For the Immersive Van Gogh Exhibit Dallas, media folk on Tuesday were given a hard-hat walk-through, a press conference with Lighthouse Immersive producer Corey Ross, set designer David Corins (via Zoom) and Impact Museums co-founder Mark Shedletsky (in person), plus a 10-minute video preview.
Readers can distinguish this immersive digital lightshow about Van Gogh coming to Dallas from the other immersive digital lightshow about Van Gogh coming to Dallas because this is the one that’s opening first. (It’s also the one whose Paris incarnation was highlighted on the Netflix rom-com, Emily in Paris.)
And it’s also the one that’s taken over the former Masonic Temple.
Courtesy of Impact Museums, the 1941-built temple has now become Lighthouse Dallas. The van Gogh show opens Aug. 7th and its run is currently set through October. But Shedletsky said, with more than 100,000 tickets sold, an extension is already in the works.
After that, the Center will continue to present such spacey lightshows – because it’s now something of an electronic cultural draw and rooftop lounge for the East Quarter redevelopment project. This is the long-planned transformation of the Harwood Street area in downtown Dallas by Todd Interests into something of an eight-block boulevard of destinations and new, 17-story high-rises running from the Main Street Garden all the way to Farmers Market. (They seem to be keeping a few of the area’s older, two-story, red-brick buildings — some of the last ones standing in downtown — to lend a smattering of trendy, retro texture to the project.)
So enough with the economic and real-estate mumbo-jumbo. What’d ya peak at inside?
The opening of the Immersive Exhibit was delayed from July, said producer Ross, because of building permits and the need to upgrade the WWII-era building with miles of fiber optics and projectors.
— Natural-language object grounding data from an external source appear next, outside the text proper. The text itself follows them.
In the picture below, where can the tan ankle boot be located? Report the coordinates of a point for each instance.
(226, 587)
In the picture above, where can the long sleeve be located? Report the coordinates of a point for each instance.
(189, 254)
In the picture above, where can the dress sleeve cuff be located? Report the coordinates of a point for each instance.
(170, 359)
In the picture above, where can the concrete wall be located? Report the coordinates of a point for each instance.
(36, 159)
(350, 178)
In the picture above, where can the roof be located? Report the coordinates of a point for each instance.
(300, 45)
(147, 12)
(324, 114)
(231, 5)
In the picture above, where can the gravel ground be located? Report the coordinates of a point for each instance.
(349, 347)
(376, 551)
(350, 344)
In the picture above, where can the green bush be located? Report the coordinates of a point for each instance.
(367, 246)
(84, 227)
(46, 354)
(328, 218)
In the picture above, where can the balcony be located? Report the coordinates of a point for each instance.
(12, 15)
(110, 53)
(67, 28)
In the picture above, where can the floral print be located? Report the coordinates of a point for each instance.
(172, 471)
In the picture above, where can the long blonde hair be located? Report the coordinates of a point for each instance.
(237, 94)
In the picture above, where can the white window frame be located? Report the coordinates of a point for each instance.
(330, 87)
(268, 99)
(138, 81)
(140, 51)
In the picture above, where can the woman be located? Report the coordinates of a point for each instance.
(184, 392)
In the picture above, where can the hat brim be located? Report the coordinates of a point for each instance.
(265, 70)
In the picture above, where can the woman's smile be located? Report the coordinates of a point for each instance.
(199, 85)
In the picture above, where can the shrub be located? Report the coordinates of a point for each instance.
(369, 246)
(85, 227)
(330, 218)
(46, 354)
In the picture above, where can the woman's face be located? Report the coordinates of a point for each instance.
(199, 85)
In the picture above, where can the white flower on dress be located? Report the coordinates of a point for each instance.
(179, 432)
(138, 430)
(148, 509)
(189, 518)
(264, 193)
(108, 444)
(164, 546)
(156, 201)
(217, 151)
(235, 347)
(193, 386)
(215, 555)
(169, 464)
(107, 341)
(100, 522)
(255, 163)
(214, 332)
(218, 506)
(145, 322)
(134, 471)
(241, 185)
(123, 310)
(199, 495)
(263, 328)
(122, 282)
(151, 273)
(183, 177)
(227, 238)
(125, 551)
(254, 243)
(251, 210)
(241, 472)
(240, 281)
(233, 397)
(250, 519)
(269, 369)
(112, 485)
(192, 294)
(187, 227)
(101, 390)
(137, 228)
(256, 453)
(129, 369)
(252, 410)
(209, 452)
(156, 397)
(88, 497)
Which is why much of the lobby is still under construction (below) — as well as the projection space itself and even the rooftop Terrace Bar (the better to view the East Quarter).
But Shedletsky brought the media folk into the central video space — already set up for what’s known as ‘digital mapping’ (getting all the coordinates right for the projections).
And then voila, the checkerboards morphed into the colorful, video artwork of Massimiliano Siccardi and the music of composer Luca Longobardi (who, for the record, borrows very familiar chunks from Bach and Mussorgsky).
And yes, even without the bar serving drinks yet, it was a pleasant way to get out of the heat.